Cuando escribí un artículo dando los detalles del caso, mi director, B. F. J. Schonland [sir Basil Schonland, un físico sudafricano que llegó a ser director del Centro de Investigación de Energía Atómica en Harwell] recordó el descubrimiento de Jansky de ruido de radio galáctico del que yo no tenía conocimiento hasta entonces. Lo sorprendente, sin embargo, era que varios radiocientíficos, expertos en investigación ionosférica y en comunicaciones, eran escépticos sobre mi conclusión. Encontraban difícil creer que explosiones de radio tan potentes hubiesen pasado desapercibidas en las décadas previas de investigación de radioondas.
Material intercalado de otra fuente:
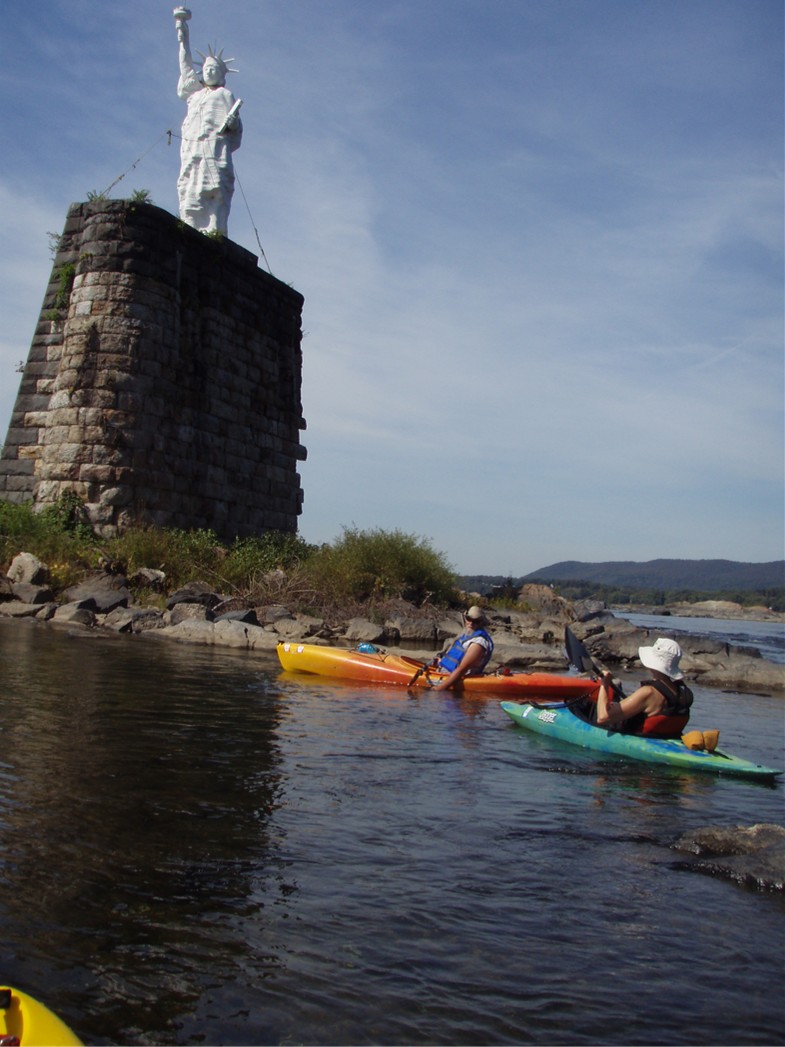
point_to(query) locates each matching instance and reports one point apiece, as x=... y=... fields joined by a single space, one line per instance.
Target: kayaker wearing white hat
x=660 y=706
x=470 y=653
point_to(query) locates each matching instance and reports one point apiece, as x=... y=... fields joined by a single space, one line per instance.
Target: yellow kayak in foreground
x=376 y=666
x=24 y=1022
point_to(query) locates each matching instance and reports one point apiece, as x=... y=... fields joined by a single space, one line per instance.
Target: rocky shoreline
x=525 y=640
Parecía casi una osadía que un novicio en el campo presentara un artículo sobre un fenómeno de radiación solar energética.
El descubrimiento de la intensa emisión de radio del Sol tenía algunas características en común con el descubrimiento de Jansky del ruido de radio cósmico. Ambos eran ejemplos de observaciones con un fin concreto que llevaban a fenómenos desconocidos hasta entonces. En ambos ejemplos, el objetivo había sido estudiar tipos de interferencia que limitaban la efectividad de sistemas prácticos.
El trabajo de Hey, y resultados relacionados obtenidos independientemente un poco más tarde en los Bell Telephone Laboratories, tuvieron que esperar hasta después de la guerra para su publicación. Hey sugiere que el fracaso de los investigadores anteriores en detectar una emisión tan obvia e intensa del Sol en épocas de actividad de manchas solares que, dice él, «casi piden a gritos ser observadas», se debe a su adhesión al dogma imperante en cada momento: no hay peor ciego que el que no quiere ver. Tan sólo un astrónomo aficionado estuvo cerca en 1938.
De J. S. Hey, The Evolution of Radio Astronomy (Elek Science, Londres, 1973).